The U.S. Army is beginning to see more widespread effects from PTSD (post-traumatic stress disorder) in Afghanistan. A growing proportion of NCOs and officers are doing their third or fourth combat tours (in Iraq or Afghanistan). Thus a PTSD epidemic has been created by the unprecedented exposure of so many troops, to so much combat, in so short a time. Once a soldier has PTSD, they are no longer fit for combat, and many troops headed for Afghanistan are falling into this category. PTSD makes it difficult for people to function, or get along with others. With treatment (medication, and therapy), you can recover from PTSD. But this can take months or years.
Nearly a century of energetic effort to diagnose and treat PTSD (including much recent attention to civilian victims, via accidents or criminal assault), had made it clear that most troops eventually got PTSD if they were in combat long enough. During World War II, it was found that, on average, 200 days of combat would bring on a case of PTSD for American troops. After World War II, methods were found to delay the onset of PTSD (more breaks from combat, better living conditions in the combat zone, prompt treatment when PTSD was detected). That's why combat troops in Iraq and Afghanistan often sleep in air conditioned quarters, have Internet access, lots of amenities, and a two week vacation (anywhere) in the middle of their combat tour. This has extended their useful time in combat, before PTSD sets in. No one is yet sure what the new combat says average is, and new screening methods are an attempt to find out. But more troops appear to be hitting, or approaching, the limits.
What the army does know is that a large percentage of its combat troops have over 200 days of combat. Some have three or four times that. A major reason for army generals talking about the army "needing a break" (from combat) is the growing loss of many combat experienced troops and leaders (especially NCOs) to PTSD. The army won't give out exact figures, partly because they don't have much in the way of exact figures. But over the next decade, the army will get a clearer picture of how well they have coped with PTSD, among troops who have, individually, seen far more combat than their predecessors in Vietnam, Korea or World War II.
The latest policy, to deal with PTSD, is a program that mandates a mental health evaluation for everyone in the army. Those who have not been in combat will serve as a baseline for comparing to those who have. Moreover, the army wants to find out to what extent non-combat operations (training can often be quite intense) can add to the stress that could eventually lead to PTSD. The basic idea here is to "mainstream" PTSD, trying to convince all the troops that PTSD is just another occupational hazard, not something you should try and hide, and hide from. You can't, and increasingly, the army won't let you.
The army also detects, and treats, many PTSD sufferers by performing screening during the delivery of routine medical care, including annual checkups.
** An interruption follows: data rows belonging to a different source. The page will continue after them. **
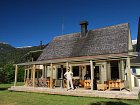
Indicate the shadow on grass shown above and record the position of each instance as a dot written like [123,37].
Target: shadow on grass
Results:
[1,89]
[109,103]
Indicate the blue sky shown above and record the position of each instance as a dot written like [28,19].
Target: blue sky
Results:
[27,22]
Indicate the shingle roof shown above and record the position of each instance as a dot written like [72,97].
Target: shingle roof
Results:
[137,59]
[108,40]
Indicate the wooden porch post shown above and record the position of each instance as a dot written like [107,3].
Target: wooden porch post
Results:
[128,73]
[25,76]
[33,70]
[92,73]
[45,70]
[51,76]
[16,72]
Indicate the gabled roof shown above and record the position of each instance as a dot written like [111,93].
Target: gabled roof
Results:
[108,40]
[136,60]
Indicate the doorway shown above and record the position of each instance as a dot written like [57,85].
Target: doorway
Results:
[114,70]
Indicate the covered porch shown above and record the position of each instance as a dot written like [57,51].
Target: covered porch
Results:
[107,73]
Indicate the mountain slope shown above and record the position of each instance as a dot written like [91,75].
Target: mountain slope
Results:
[9,54]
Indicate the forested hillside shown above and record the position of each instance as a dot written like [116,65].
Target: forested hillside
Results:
[10,55]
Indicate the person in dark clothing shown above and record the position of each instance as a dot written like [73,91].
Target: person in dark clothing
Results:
[87,76]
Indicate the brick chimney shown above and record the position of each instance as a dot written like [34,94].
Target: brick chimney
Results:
[138,38]
[83,28]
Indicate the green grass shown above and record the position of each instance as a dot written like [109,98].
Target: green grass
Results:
[5,86]
[24,98]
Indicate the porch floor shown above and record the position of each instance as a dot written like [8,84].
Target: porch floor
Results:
[124,94]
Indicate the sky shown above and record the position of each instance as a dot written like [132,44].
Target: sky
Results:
[27,22]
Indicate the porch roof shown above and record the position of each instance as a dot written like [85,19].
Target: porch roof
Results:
[84,58]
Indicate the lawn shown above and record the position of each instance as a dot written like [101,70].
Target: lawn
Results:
[24,98]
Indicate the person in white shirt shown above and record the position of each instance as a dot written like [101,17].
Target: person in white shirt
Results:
[68,75]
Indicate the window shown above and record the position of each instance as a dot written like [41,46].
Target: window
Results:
[75,70]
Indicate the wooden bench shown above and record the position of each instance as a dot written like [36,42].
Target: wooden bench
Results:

Doctors are given a script that uses some simple and non-threatening questions to discover if the soldier might have PTSD. If further questioning reveals there may be some PTSD, the soldier is offered treatment as part of regular medical care, not a special PTSD program. It was those programs that put off many troops.
While most troops now accept that PTSD is not a sign of mental weakness, but a very real combat hazard, many still avoid special PTSD treatment programs. By making PTSD treatment (which is usually just monitoring, and the use of some anti-stress medication for a while), part of regular medical care, much of the stigma disappears.
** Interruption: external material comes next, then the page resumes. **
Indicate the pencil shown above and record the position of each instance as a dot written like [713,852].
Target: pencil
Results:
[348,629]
The army has, over the years, developed a set of guidelines for how to recognize the symptoms of combat fatigue (or PTSD). With all the attention PTSD has gotten in the media of late, troops are more willing to seek treatment, or at least admit there is a problem. While extreme cases of PTSD are pretty obvious, it's the more subtle ones that army wants to catch now. These are easier to cure if caught early.
The army find itself facing some new sources of PTSD. For example, there was the discovery that many troops, because of exposure to roadside bombs, and battlefield explosions in general, had developed minor concussions that, like sports injuries, could turn into long term medical problems. Often these concussions were accompanied by some PTSD.
The army is dealing with PTSD head on, believing that a lot of troops have experienced a lot of combat stress. Experience so far has shown that PTSD can be delayed, perhaps for a long time. When a soldier does come down with it, PTSD can often be treated, and its effects reversed. This has large ramifications for non-military medicine, for many civilians suffer from PTSD. That's because military recruits are screened for their ability to handle stress and resist PTSD. In the civilian community, there are far more people who can acquire PTSD after exposure to much less stress.